Status: Accepted Date: 2026-05-12 Tags: statistics · promotion · honest-confidence · phase-7-precondition Related: ADR-0009, Phase 5 ADR-0016, production ADR-0015, production ADR-0028

Context

Phase 5 ADR-0016 §Decision §4 wrote the promotion criterion as bench_score.mean ≥ tier_threshold[N+1] over ≥ min_cases_for_promotion[N+1] cases. All three Phase 6.5 input designs implicitly inherited mean as the gate signal. The critic surfaced the load-bearing problem (critic roadmap-level #1): N=10 is the floor for min_cases_for_promotion[bronze], and at N=10 the sample mean carries substantial uncertainty — mean - 2·stddev may be a full tier below the threshold the mean nominally crosses. A gate that flips evidence_sufficient = True on a sample mean that crosses threshold by 0.01 with stddev 0.12 is calling something "sufficient evidence" that is, statistically, indistinguishable from "we got lucky on 10 draws."
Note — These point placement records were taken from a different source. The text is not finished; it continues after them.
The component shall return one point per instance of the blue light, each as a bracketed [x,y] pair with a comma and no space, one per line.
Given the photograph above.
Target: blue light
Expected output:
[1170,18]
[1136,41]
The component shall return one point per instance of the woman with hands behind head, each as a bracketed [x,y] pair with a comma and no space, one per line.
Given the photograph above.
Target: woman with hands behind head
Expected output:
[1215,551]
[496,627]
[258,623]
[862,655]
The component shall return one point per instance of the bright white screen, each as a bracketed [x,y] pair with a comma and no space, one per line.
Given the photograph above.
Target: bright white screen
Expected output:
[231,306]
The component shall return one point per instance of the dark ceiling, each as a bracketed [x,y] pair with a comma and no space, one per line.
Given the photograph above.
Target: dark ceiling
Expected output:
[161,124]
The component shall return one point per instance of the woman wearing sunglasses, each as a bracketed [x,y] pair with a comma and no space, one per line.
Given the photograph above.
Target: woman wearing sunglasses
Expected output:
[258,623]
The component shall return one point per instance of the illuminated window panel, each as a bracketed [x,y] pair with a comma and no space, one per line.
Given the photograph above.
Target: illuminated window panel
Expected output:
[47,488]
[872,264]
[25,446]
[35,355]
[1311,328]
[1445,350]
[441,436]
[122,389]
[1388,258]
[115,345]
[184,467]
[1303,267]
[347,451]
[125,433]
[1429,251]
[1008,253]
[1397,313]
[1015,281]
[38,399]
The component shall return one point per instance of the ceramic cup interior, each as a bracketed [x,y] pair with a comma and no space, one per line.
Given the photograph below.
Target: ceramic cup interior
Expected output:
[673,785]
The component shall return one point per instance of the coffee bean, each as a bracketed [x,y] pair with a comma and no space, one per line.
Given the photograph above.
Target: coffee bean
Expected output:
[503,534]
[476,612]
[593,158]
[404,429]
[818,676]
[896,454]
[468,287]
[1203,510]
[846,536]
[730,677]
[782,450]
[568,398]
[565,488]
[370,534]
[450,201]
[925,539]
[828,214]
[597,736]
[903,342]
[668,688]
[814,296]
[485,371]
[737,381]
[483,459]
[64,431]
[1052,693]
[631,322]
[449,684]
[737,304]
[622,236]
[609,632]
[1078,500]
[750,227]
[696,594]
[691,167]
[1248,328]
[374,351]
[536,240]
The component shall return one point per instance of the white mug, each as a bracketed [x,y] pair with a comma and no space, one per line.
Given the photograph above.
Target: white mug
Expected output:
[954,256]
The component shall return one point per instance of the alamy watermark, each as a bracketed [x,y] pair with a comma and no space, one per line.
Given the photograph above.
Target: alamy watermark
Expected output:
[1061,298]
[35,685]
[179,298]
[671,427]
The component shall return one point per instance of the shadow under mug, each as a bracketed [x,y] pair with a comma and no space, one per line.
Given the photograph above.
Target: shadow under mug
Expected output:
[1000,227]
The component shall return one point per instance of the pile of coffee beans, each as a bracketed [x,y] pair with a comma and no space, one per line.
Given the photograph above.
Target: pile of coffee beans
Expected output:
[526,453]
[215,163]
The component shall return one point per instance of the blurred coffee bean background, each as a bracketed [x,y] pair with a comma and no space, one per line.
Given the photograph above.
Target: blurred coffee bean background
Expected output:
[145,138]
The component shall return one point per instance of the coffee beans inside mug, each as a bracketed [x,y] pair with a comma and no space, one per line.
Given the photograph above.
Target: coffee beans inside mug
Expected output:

This collides with CLAUDE.md §"Honest confidence": every probe reports its confidence and provenance. The eval harness is a probe on judgment quality; reporting only mean hides the uncertainty that is the load-bearing fact for whether the harness's evidence is actionable. Production ADR-0015 (threshold calibration) further requires "per-task-class refinement … balance false-positive and false-negative rates" — a discipline that cannot be exercised against a point estimate.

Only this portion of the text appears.